Thursday, March 10, 2016

Facing Reality Head On

We each have a vision of how the world should be, and most of us work to at least some degree to make that vision a reality. We volunteer, we teach, we work, or we just do. Whatever our method, we are generally more happy when things are moving toward what we prefer and less happy when they are moving away. The trouble is, though, that far too often it is our own actions - even actions that we take toward our vision - that push our vision away and make our goals more difficult to achieve.

The perfect is the enemy of the good. It’s an aphorism that has been repeated so many times in recent history that it has become almost trite, but it is still true. Ideal is ideal, of course, but ideal is also often out of reach. If not out of reach, it usually cannot be reached in a single step. You have to walk the path to reach the peak, and refusing steps along the way because they aren’t the goal is the easiest way to prevent ever reaching the goal. Getting to a difficult goal is usually an incremental process. You improve a little at a time, using each improvement to build to the next, and stacking them all up until you have reached your goal.

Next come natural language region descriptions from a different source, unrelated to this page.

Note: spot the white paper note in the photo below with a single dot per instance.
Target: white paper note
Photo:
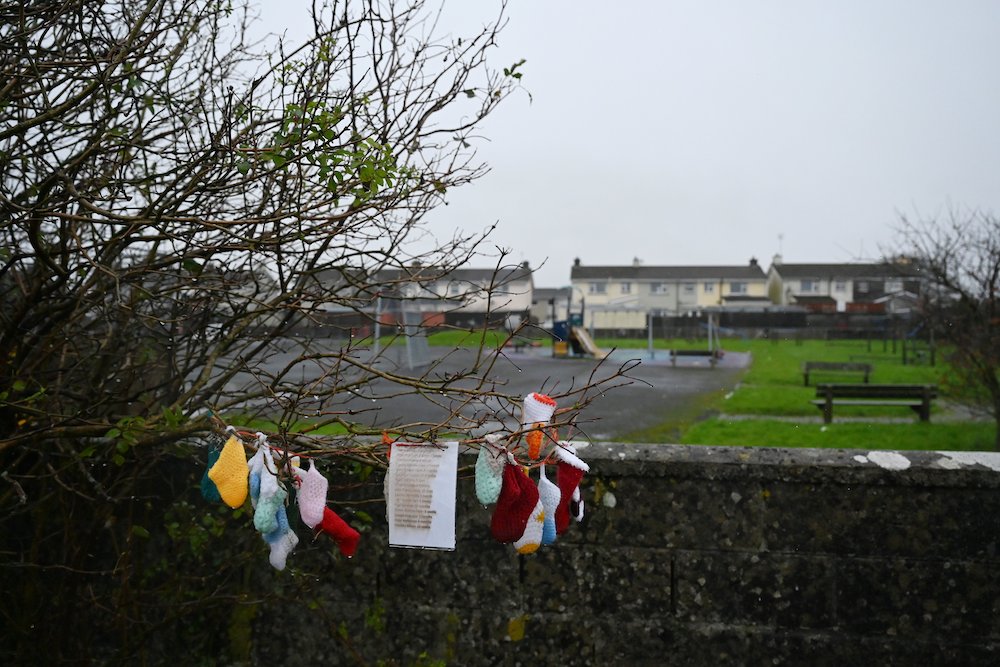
(420, 495)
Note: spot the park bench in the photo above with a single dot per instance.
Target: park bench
(713, 355)
(914, 396)
(834, 366)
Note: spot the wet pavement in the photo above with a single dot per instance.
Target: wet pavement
(628, 393)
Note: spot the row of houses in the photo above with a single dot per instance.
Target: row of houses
(623, 297)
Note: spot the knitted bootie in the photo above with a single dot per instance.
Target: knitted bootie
(531, 539)
(346, 537)
(312, 495)
(514, 506)
(272, 494)
(282, 540)
(569, 471)
(209, 491)
(536, 412)
(489, 469)
(230, 473)
(255, 465)
(549, 494)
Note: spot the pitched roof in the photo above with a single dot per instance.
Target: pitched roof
(653, 273)
(852, 271)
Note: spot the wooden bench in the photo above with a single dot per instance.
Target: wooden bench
(914, 396)
(839, 367)
(713, 355)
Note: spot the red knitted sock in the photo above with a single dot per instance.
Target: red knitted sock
(518, 497)
(347, 538)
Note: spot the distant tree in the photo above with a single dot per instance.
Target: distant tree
(959, 257)
(179, 212)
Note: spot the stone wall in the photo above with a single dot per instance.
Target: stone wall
(692, 556)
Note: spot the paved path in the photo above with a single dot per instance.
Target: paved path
(650, 393)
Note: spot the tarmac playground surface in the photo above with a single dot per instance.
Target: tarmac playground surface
(651, 392)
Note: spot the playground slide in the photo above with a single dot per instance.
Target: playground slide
(587, 343)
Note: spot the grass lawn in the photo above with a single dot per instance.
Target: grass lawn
(773, 387)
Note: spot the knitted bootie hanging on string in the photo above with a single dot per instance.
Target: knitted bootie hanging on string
(230, 473)
(516, 503)
(346, 537)
(531, 538)
(549, 494)
(569, 471)
(272, 494)
(255, 465)
(209, 491)
(536, 412)
(311, 496)
(489, 469)
(282, 540)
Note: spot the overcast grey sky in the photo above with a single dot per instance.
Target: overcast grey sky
(710, 131)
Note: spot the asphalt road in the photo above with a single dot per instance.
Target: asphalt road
(647, 394)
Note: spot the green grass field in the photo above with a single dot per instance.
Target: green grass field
(771, 407)
(772, 394)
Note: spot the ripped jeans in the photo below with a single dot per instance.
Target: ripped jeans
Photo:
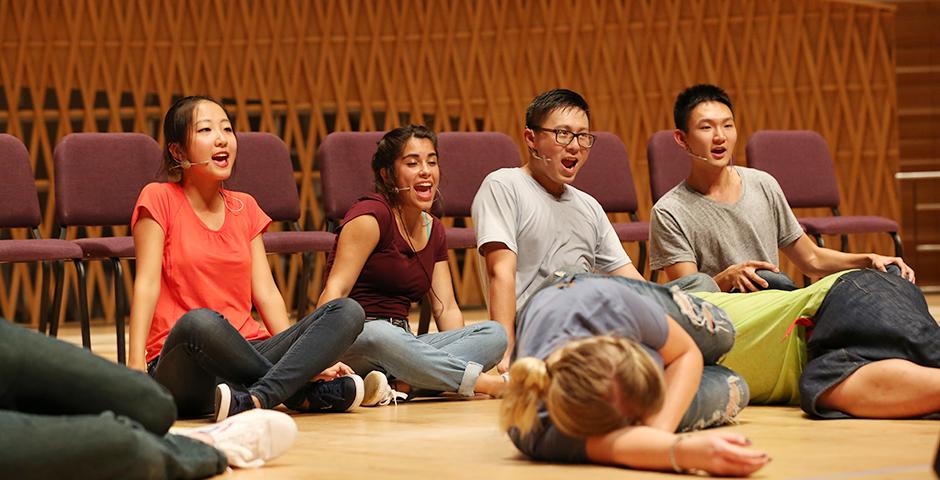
(721, 393)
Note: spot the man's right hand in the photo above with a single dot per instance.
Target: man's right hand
(743, 276)
(503, 365)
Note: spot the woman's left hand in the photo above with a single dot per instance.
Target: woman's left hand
(337, 370)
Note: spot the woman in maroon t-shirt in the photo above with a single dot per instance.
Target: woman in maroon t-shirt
(391, 252)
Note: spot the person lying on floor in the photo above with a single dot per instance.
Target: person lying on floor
(66, 413)
(602, 374)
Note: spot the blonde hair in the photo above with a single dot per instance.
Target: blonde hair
(590, 387)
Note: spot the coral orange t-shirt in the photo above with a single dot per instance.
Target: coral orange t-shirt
(202, 268)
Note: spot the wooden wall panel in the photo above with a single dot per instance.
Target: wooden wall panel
(301, 69)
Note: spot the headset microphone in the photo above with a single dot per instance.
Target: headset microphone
(695, 155)
(539, 157)
(186, 163)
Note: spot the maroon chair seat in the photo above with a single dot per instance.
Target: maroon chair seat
(345, 160)
(38, 250)
(98, 177)
(668, 163)
(609, 179)
(632, 231)
(298, 241)
(849, 225)
(264, 170)
(20, 209)
(800, 162)
(107, 247)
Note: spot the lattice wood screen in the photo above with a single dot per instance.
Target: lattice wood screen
(302, 69)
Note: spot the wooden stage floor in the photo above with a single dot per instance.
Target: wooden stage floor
(461, 440)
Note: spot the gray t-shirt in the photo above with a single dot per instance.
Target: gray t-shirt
(687, 226)
(545, 232)
(567, 311)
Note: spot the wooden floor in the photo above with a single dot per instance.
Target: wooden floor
(460, 440)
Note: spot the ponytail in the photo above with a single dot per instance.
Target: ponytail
(528, 385)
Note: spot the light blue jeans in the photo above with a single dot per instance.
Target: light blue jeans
(721, 393)
(447, 361)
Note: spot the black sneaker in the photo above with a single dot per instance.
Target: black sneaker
(338, 395)
(230, 401)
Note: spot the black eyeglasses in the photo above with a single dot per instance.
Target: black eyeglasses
(564, 137)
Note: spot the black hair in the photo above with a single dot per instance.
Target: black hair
(545, 103)
(388, 150)
(178, 129)
(692, 97)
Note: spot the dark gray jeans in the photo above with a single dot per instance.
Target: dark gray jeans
(203, 349)
(66, 413)
(866, 316)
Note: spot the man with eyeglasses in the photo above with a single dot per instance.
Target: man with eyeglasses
(531, 222)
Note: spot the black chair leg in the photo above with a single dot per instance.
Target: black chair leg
(303, 288)
(44, 296)
(120, 307)
(82, 300)
(642, 264)
(58, 276)
(898, 248)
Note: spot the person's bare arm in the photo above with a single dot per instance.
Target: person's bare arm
(357, 240)
(148, 245)
(444, 306)
(628, 271)
(501, 273)
(816, 261)
(649, 448)
(265, 295)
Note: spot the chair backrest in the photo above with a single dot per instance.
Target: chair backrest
(801, 163)
(669, 164)
(19, 202)
(466, 158)
(345, 160)
(607, 176)
(263, 168)
(98, 176)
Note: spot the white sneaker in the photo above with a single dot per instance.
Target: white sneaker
(251, 438)
(378, 392)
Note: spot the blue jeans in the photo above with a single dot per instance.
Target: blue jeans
(447, 361)
(721, 393)
(866, 316)
(204, 349)
(66, 413)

This is how reality works. Wishing otherwise won’t make it otherwise. You can’t get six-pack abs without going through the process. You can’t become an expert mechanic without going through the process. You can’t learn a new language without going through the process. We know this. We expect this in most of the things we do in our lives. Why then do we forget this when it matters?

To use the bullying example I was discussing recently, ideally we would like to tell the victims of bullying to never change, to stand strong in being who you are no matter what, but standing strong has consequences, and sometimes those consequences are worse. Personally, I’m not about to tell a child who is already hating life that his best course of action is to take steps that are going to make his personal situation even worse. That doesn’t even make sense. I want to make life better for that child, not offer an empty gesture that isn’t going to help anyone. I can tell that child to stand firm, and incur continued and possibly increasing bullying, or I can try to teach that child tricks that might prevent bullying. In some cases, those tricks might require that the child in question makes changes, or doesn’t show certain things quite as much, and the child will need to balance the changes with the consequences to determine the better course of action. We won’t get a perfect situation, but we might get a better situation.

Politically speaking (and this is absolutely one of the only times I will ever mention politics in these pages, because it directly pertains to the subject at hand), I lean libertarian. My ideal state is for people to leave people alone, to help each other voluntarily, and to respect the rights and personal space of all of the other people so that we don’t have to try to control each other just to accomplish living on the same planet. I am fundamentally opposed to any law that seeks to coerce people into anything other than staying out of each other’s way (grossly simplified, but I hope you get the idea). Frankly, that puts me at odds with the vast majority of existing laws. I have the option of fighting these laws constantly or just ignoring them completely, both of which would almost certainly lead to a shortened life (or at least shortened as far as the amount of time living that life outside of a cage goes), or I can prioritize based on what I can put up with in relation to the potential consequences. I’ll take the best option I can get that doesn’t result in making things worse, and I won’t deny that better option just because it’s not perfect.

We have to work with the reality we have. Very often, our goal is to change that reality, but you can’t change it by pretending that it has already changed. That doesn’t work. That’s just a good way to get run over by a reality that isn’t very good at pretending. Reality is stubborn, simple-minded, and totally lacking in imagination. Have you ever seen any old cartoon or comic with a farmer trying to get a mule to do something the mule doesn’t want to do? Reality is a mule. Getting it to do anything other than go in the same straight line it’s already using is hard work, and will often requires many starts and stops, wrong turns, false starts, bumps and bruises, and no small amount of harsh language.

One thing that makes it easier, though, is working together. The more people we have pulling on that silly mule, the more likely it is to change directions. It’s difficult to get people to work with you by berating them, though. That’s another of the mistakes we make far too often. We’re trying to make things better but we make them worse instead by making enemies out of people who could be allies. Like it or not, people are human, and humans have this thing called psychology. Psychologically speaking, if you start by cussing someone out and telling them how stupid they are, they’re not likely to be inclined to see things your way. Again, that’s just reality. Sometimes people are stupid, but are you making things better by rubbing their noses in it? That can be satisfying, I’m sure, but are you more interested in being satisfied than in achieving your goal? Sometimes we need to take a step back and look closely at what we’re actually doing. If we’re making things worse, we’re probably part of the problem, no matter our intentions.

Reality is a tricky beast, but there are levers and switches and buttons that can be used to your advantage. If you’re honest about what it is in the first place, what you want in the second place, and how the path works between those two points in the third place, you can usually find ways to out-trick the beast. You have to take it for what it is, though, first. You have to face reality head on, don’t flinch, and work with the tools you have. Our best work with flawed tools will outperform imaginary work with ideal tools every time. Don’t let perfection be the enemy. Be better, and let the rest work itself out along the way. We’ll get there.